Pushups are a great exercise for several reasons. First off, they work your chest and shoulder muscles in a coordinated and functional way. And second, the core stability required to avoid letting your hips sag to the ground means you get the added benefits of core training in the same exercise.
You can make pushups easier by placing your hands on an elevated surface. Conversely, you can increase the difficulty by elevating your feet or moving your hands closer together.
Some variation of a deadlift is a must when it comes to staying fit. Standard barbell deadlifts and Romanian deadlifts are both popular options. You can also use dumbbells or kettlebells as your resistance.
To perform a standard deadlift, begin with your knees and hips bent and your chest at a 40 to a 45-degree angle relative to the floor. Drive through the floor with both feet to lift the weight until your hips and knees are locked out.
For Romanian deadlifts, begin with a slight bend in the knees, then hinge forward at the waist to reach the barbell.

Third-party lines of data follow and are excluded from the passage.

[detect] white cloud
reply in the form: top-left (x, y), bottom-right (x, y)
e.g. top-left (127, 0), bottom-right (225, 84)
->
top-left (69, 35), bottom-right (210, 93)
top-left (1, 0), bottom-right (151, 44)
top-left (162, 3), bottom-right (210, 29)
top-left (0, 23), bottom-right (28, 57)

Romanian deadlift variations hit the hamstrings and glutes more, while standard deadlifts shift more load to the quads.
5. Overhead Press
Overhead pressing is a must for maintaining upper body strength and mobility. Everything from reaching for tools to screwing in lightbulbs requires you to be able to reach overhead and exert some force.
You can use barbells, dumbbells, or kettlebells to overhead press. When pressing, do not allow your shoulders to shrug, and always press the weight to full lockout.
Rows are movements that involve horizontal pulling and hit the major muscle groups in your upper back and biceps. My favorite rowing exercise is the bent-over single-arm dumbbell row. You can perform the same lift with a kettlebell. Additionally, you can perform bent-over barbell rows to hit both sides at once.
Regardless of your rowing exercise choice, avoid letting your shoulders shrug, and focus on “squeezing” your shoulder blades together as you finish the row.
Lunges are an excellent functional exercise for your lower body. They mimic the standard gait and help improve balance, coordination, and athleticism alongside strength and muscle building. I prefer dumbbell lunges with the dumbbells held at your side. You can perform kettlebell lunges as well, or even rack a barbell across your upper back.
When lunging, take a deep step forward, and then lower your back knee toward the ground as you bend your front leg. Push through the floor to either step back to the starting position if lunging in place, or take your next step with the opposite leg if performing walking lunges.
8. Standing Rotations
Incorporating some form of rotational core exercise is important to keep your core strong and your spine healthy as you age. I like standing cable rotations if the equipment is available. However, Russian twists, medicine ball twists, or resistance band rotations are also great options.
Whichever twist variation you choose, do not round your spine when rotating. Begin in a neutral spine position, and rotate through your hips and torso to perform each rotation. Repeat on both sides.